Last week's FOMC results have received criticism by some economists for not being anti-inflationary enough. Some, like Larry Summers, say the Fed's Central Tendency forecast of continuing above-trend growth and slowing inflation is not credible. History, they say, suggests that below-trend growth with a concomitant rise in the Unemployment Rate is needed to bring down inflation. They are right, but with several caveats. /1/ If supply constraints end, prices could fall. /2/ If oil prices fall, so would transportation costs helping to hold down the prices of many goods and services. /3/ A flattening in the Unemployment Rate could temper the rate of increase in wages. /4/ Some of the historical evidence of run-away inflation resulted from structural features that are different now. For example, the run-ups in inflation in the late 1960s and late 1970s were aggravated by COLAs which resulted in a wage-price spiral. They are not prevalent now.
To be sure, with shortages restricting growth in a number of important industries, the short-term "trend growth" rate is lower than the Fed's 1.8-2.0% long-term trend estimate. So, it would require a sharper growth slowdown than otherwise to bring down inflation.
Fed Chair Powell suggested another reason why the Fed's forecasts are not unreasonable. He pointed out that demand for goods and services and for labor are well in excess of supply.
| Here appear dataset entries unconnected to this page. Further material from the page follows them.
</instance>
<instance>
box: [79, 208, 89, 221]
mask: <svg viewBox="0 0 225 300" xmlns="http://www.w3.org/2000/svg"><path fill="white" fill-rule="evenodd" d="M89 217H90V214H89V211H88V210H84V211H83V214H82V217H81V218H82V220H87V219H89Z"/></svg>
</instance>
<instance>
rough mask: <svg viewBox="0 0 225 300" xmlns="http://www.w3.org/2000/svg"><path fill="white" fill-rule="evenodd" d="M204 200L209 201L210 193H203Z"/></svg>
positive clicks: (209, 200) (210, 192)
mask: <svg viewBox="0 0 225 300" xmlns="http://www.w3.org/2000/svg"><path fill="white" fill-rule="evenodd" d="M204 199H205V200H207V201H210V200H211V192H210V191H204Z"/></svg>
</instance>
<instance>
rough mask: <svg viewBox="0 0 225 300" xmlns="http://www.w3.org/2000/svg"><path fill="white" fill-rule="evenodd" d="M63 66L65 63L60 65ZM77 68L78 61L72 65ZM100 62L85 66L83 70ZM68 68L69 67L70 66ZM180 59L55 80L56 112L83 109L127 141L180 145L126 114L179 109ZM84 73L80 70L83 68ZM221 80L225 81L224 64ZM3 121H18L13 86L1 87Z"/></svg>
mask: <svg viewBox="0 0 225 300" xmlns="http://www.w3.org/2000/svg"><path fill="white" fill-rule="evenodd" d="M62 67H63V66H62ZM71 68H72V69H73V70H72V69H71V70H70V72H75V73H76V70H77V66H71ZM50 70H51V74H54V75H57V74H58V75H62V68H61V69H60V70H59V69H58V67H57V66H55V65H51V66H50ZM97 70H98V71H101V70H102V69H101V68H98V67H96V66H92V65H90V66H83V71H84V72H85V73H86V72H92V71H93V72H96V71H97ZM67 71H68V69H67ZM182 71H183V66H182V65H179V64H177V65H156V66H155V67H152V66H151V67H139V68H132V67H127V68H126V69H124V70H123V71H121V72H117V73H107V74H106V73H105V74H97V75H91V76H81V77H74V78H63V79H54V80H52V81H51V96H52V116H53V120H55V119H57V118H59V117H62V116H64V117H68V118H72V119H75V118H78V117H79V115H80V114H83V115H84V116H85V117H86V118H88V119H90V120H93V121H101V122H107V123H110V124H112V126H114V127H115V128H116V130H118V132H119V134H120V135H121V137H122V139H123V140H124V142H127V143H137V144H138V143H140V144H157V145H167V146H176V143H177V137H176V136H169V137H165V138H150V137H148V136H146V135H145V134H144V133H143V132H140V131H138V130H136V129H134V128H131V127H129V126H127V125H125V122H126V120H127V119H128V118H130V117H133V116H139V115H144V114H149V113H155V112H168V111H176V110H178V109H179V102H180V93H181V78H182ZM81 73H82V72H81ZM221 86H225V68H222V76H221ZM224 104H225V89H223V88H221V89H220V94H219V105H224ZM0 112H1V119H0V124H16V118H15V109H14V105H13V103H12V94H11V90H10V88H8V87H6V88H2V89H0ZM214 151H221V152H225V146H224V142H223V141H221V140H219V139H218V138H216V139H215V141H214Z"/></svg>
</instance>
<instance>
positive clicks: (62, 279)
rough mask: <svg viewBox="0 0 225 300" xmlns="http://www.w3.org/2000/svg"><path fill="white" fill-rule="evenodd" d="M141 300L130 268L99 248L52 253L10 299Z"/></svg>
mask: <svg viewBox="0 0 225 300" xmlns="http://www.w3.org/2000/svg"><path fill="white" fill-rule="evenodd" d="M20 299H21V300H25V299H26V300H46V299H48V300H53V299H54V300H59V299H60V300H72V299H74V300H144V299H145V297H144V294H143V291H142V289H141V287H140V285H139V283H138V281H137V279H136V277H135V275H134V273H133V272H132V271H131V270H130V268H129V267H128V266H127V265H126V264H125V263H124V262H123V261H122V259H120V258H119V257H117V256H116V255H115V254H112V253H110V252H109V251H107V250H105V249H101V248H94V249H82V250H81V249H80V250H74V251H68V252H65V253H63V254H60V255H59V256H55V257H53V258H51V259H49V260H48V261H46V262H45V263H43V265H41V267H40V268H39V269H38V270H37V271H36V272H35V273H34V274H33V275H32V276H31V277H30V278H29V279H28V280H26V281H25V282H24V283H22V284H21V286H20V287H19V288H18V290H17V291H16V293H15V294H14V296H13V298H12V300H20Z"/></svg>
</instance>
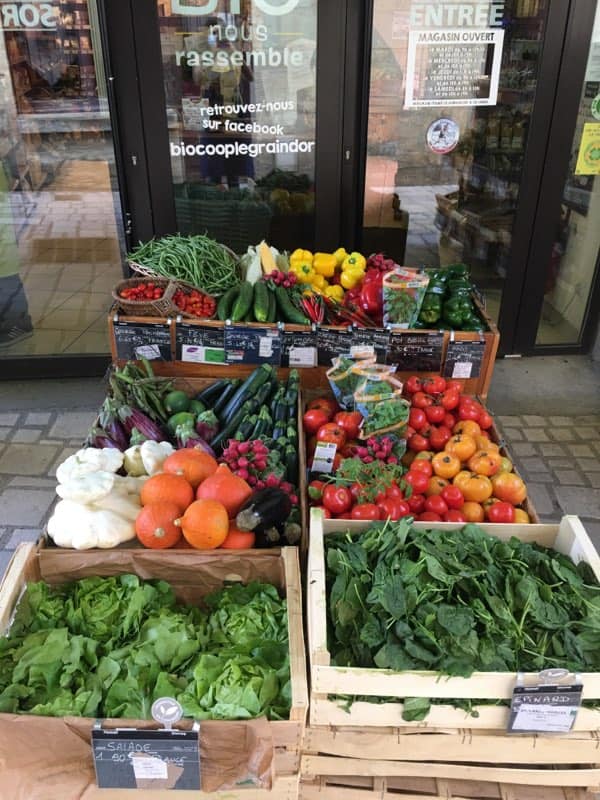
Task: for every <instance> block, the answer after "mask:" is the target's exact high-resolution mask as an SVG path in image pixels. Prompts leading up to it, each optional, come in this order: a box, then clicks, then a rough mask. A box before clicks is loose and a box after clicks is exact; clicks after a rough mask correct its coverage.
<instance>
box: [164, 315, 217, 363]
mask: <svg viewBox="0 0 600 800" xmlns="http://www.w3.org/2000/svg"><path fill="white" fill-rule="evenodd" d="M175 358H176V359H177V361H193V362H195V363H196V364H224V363H225V342H224V334H223V328H222V327H212V326H211V325H195V324H192V323H188V322H178V323H177V325H176V327H175Z"/></svg>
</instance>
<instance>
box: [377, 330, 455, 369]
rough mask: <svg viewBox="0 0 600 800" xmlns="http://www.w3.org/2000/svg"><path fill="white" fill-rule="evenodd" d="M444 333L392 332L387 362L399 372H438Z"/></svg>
mask: <svg viewBox="0 0 600 800" xmlns="http://www.w3.org/2000/svg"><path fill="white" fill-rule="evenodd" d="M443 345H444V334H443V333H439V332H437V331H436V332H435V333H392V335H391V336H390V345H389V347H388V352H387V363H388V364H395V365H396V366H397V367H398V370H399V371H400V372H440V370H441V368H442V347H443Z"/></svg>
If tighter Fed policy eliminates this excess demand, then actual economic growth may not be hurt much while inflation pressures are reduced. This is an interesting argument, but not necessarily correct or, at the minimum, difficult to realize. Measures of excess demand worth following are Job Openings, Quit Rate, Inventory/Sales Ratio, Unfilled Orders, and Supply Delivery Time. If they show some relief from excess demand -- and inflation begins to moderate, then Fed officials could feel more confident about its gradual approach to tightening. Powell and other Fed officials are scheduled to speak this week and may highlight these ideas.